To add to this is the registration charge, which is also now linked to the value of the property purchased, being 1% of the cost of the property. This would also be linked to the actual consideration or the stamp duty valuation, whichever is higher, and the effective rate would, therefore, also be much higher in many cases.
VAT on purchase of immovable properties under construction, levied by state governments such as in Maharashtra, has also been in the news in the past few months. The VAT is currently 1% of the total consideration, though it varied earlier from 1-5%, depending upon the scheme opted for by the builder. It is not only the direct VAT which a purchaser bears. The builder also pays VAT on various materials that he purchases, such as cement, steel, tiles and paint.

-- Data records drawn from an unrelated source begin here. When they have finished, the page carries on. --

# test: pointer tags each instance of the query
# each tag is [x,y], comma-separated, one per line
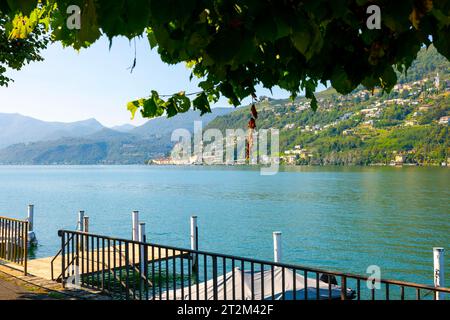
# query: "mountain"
[161,126]
[106,146]
[124,128]
[16,128]
[408,125]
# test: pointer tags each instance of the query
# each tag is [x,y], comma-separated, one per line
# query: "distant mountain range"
[24,140]
[16,128]
[409,125]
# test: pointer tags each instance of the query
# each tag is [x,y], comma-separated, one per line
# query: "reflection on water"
[337,218]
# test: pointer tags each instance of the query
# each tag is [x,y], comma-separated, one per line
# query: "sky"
[96,83]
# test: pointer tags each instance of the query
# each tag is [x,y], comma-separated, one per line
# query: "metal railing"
[14,241]
[128,269]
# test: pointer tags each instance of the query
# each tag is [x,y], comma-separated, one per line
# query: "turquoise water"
[337,218]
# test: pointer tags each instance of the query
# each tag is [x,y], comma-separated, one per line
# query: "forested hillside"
[408,125]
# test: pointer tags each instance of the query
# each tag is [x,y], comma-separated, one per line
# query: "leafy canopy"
[232,46]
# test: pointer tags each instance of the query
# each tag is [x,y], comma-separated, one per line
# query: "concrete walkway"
[11,289]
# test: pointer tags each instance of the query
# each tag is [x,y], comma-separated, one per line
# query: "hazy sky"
[95,83]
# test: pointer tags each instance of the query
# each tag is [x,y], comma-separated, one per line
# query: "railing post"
[438,261]
[194,242]
[135,225]
[80,224]
[32,240]
[215,289]
[343,288]
[30,217]
[86,230]
[142,258]
[63,258]
[25,249]
[277,254]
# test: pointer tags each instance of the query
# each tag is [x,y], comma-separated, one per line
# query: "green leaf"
[151,38]
[201,103]
[340,81]
[24,6]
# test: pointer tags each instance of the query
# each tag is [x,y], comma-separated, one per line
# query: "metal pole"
[438,261]
[194,242]
[32,241]
[86,230]
[30,217]
[135,225]
[194,233]
[142,257]
[277,246]
[80,224]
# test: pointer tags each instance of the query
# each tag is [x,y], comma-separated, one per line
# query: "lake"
[340,218]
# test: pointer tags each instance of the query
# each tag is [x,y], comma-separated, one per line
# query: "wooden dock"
[98,260]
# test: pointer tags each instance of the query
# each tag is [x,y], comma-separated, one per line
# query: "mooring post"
[86,230]
[277,246]
[194,242]
[30,217]
[438,262]
[32,241]
[142,256]
[80,223]
[135,226]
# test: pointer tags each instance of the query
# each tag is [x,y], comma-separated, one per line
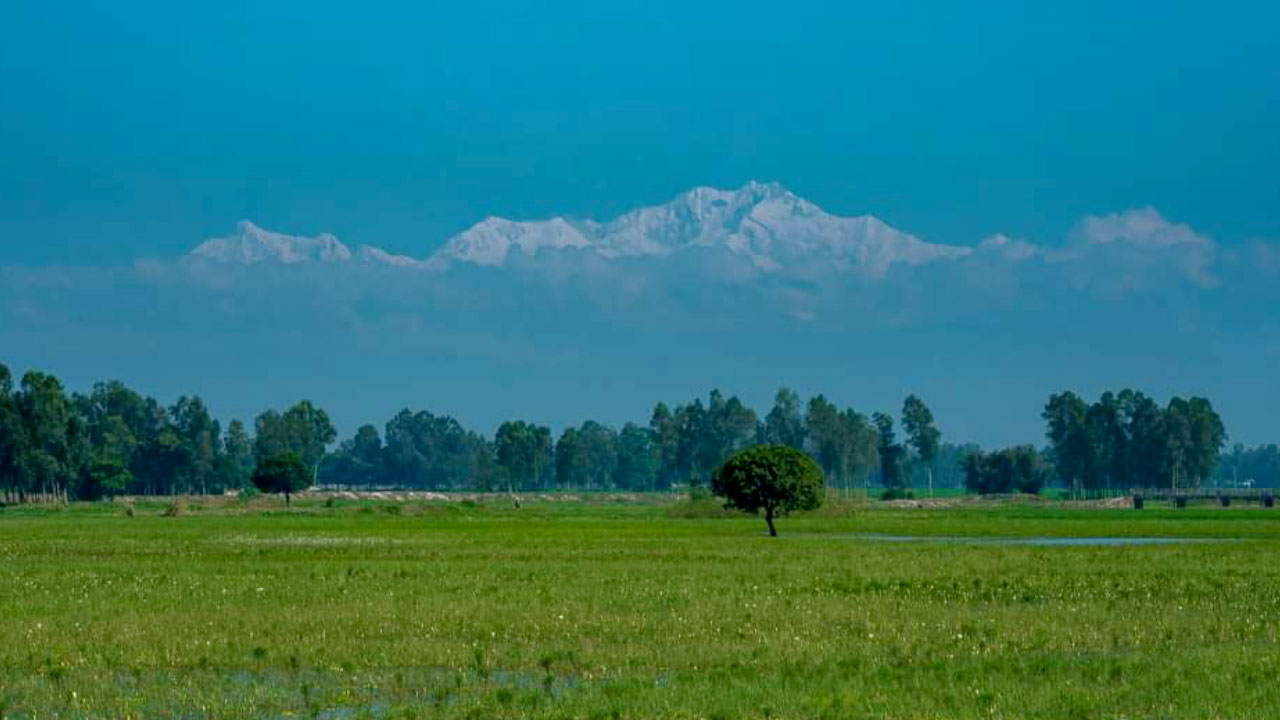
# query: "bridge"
[1179,497]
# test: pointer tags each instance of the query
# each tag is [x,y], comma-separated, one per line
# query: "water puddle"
[1047,541]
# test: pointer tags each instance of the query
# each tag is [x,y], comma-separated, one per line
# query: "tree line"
[115,441]
[680,446]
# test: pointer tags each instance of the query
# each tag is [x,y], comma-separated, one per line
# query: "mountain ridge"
[766,223]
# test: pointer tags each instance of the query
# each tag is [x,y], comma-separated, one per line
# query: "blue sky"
[140,128]
[137,130]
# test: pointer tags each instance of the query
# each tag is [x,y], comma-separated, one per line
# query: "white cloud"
[1141,250]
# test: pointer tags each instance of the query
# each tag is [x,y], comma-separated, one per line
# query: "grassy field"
[611,609]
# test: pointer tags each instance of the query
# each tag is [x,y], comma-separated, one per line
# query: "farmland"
[634,607]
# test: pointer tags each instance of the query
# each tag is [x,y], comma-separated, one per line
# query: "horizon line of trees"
[115,441]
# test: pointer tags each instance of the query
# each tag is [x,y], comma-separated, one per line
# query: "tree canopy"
[284,473]
[773,478]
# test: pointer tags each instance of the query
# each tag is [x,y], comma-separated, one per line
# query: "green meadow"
[635,607]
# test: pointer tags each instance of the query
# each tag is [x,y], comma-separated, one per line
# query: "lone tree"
[772,478]
[283,473]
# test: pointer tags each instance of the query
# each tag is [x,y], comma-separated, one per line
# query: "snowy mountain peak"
[489,241]
[252,245]
[763,222]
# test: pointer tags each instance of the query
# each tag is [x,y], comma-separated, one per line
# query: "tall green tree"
[638,459]
[785,423]
[13,438]
[775,478]
[828,438]
[200,437]
[892,455]
[236,461]
[922,434]
[282,474]
[50,461]
[524,450]
[302,429]
[1069,437]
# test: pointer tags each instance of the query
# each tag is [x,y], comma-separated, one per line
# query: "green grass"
[604,609]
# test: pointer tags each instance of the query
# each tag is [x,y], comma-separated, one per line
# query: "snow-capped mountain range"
[762,222]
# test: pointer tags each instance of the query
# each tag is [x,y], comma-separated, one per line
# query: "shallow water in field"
[1040,541]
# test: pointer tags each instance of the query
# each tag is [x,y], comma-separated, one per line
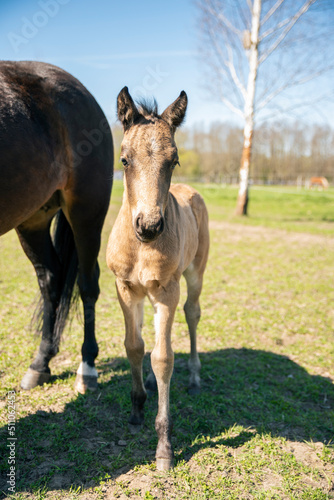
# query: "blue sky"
[148,45]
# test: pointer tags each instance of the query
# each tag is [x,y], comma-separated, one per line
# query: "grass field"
[263,425]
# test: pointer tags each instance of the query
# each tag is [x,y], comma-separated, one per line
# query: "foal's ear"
[126,109]
[175,113]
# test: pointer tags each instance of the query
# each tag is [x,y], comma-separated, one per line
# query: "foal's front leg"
[164,300]
[132,302]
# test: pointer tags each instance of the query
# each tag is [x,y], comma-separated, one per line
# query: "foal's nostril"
[139,221]
[160,226]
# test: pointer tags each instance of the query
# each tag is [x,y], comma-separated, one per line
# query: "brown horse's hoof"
[33,378]
[165,464]
[84,383]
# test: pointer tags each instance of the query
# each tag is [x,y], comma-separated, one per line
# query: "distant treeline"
[282,153]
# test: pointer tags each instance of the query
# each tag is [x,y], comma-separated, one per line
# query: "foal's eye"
[124,161]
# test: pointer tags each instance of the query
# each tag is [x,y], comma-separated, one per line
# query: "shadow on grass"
[90,441]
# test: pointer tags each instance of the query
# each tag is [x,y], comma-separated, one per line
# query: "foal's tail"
[64,245]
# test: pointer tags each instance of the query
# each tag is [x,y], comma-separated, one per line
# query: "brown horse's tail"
[64,245]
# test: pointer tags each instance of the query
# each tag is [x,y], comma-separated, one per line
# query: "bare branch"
[222,18]
[271,11]
[292,22]
[231,67]
[250,6]
[274,29]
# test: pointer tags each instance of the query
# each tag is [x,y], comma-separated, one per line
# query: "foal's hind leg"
[35,239]
[193,313]
[132,306]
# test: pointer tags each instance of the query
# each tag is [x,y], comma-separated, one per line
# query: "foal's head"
[149,155]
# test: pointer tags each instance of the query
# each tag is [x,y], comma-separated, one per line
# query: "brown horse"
[56,162]
[161,232]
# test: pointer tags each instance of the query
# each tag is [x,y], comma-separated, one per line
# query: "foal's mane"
[148,108]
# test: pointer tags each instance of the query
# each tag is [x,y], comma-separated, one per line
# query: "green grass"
[263,425]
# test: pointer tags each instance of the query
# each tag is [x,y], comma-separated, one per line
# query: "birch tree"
[257,50]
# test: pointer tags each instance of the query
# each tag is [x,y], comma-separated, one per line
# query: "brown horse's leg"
[35,239]
[132,306]
[165,300]
[193,313]
[87,241]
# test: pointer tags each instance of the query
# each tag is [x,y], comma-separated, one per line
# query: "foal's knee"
[192,310]
[135,349]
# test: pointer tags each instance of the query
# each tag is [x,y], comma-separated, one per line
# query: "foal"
[161,232]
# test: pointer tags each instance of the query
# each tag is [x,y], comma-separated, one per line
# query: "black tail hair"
[63,242]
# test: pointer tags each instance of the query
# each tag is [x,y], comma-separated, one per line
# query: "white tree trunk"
[249,110]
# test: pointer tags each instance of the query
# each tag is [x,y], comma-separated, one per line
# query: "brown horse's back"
[50,127]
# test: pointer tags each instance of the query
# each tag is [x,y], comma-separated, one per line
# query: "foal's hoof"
[32,378]
[151,385]
[84,383]
[164,464]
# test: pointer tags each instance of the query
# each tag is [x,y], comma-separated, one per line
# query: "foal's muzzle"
[147,231]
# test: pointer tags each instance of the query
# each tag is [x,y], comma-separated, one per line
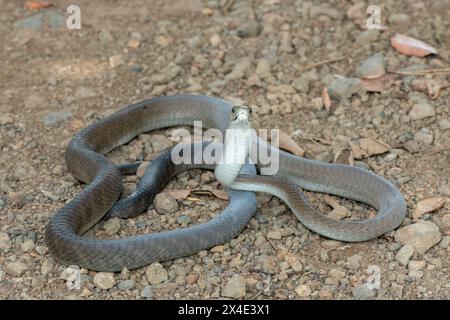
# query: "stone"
[133,43]
[164,203]
[16,268]
[239,70]
[215,40]
[125,285]
[147,292]
[363,292]
[53,19]
[303,291]
[330,244]
[372,67]
[47,266]
[235,288]
[367,37]
[421,110]
[83,92]
[104,280]
[28,246]
[423,136]
[324,10]
[184,219]
[56,117]
[5,119]
[112,226]
[267,264]
[166,74]
[404,254]
[344,88]
[5,242]
[421,235]
[276,235]
[263,68]
[249,29]
[156,273]
[116,60]
[162,41]
[446,222]
[353,262]
[445,242]
[444,124]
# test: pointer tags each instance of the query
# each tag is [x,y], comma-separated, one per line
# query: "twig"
[425,72]
[320,63]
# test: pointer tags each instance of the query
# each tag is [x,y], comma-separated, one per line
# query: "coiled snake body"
[86,161]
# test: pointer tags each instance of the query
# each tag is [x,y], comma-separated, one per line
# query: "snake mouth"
[241,112]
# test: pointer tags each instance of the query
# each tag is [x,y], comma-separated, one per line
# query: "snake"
[85,159]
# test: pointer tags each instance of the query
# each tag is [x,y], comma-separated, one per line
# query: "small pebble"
[235,288]
[112,226]
[104,280]
[115,61]
[164,203]
[156,273]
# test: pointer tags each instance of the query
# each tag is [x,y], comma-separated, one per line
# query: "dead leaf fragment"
[411,47]
[373,147]
[380,84]
[34,5]
[428,205]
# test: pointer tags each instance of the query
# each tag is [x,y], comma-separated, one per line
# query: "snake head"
[242,113]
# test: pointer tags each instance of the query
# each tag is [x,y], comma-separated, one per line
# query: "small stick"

This VAT that he pays on his material purchases (generally at 12.5% of the cost of the materials) cannot be set off against the VAT payable on sale of the immovable property at 1%, thereby effectively increasing the cost of the property and ultimately affecting the sale price. Fortunately, VAT does not apply on sale of a completed property and even resale transactions do not attract VAT again.
Service tax is another tax payable on purchase of properties under construction. In most cases, since the sale price includes the proportionate value of the land, the service tax payable would be at 3.09% of the sale consideration of the property. Here, too, the excise duty paid on the raw materials is not available as a set off against the service tax liability and the builder would consider such excise duty as part of his cost while fixing the sale price. Service tax again fortunately is not payable on resale of a house.
Effectively therefore, the tax incidence on purchase of a house under construction would add up to more than 15% of the actual cost of the house. Given the already high rates of immovable properties, such taxes end up adding at least a few lakhs to the cost of the house buyer. Given the unaffordability of housing to common people in India, perhaps it is high time that the government takes a holistic view of the taxes being levied on purchase and construction of houses, and seeks to rationalize such taxes. The government has to realize that these are not taxes on builders, though levied on them, but taxes on house purchasers.
Gautam Nayak is a chartered accountant.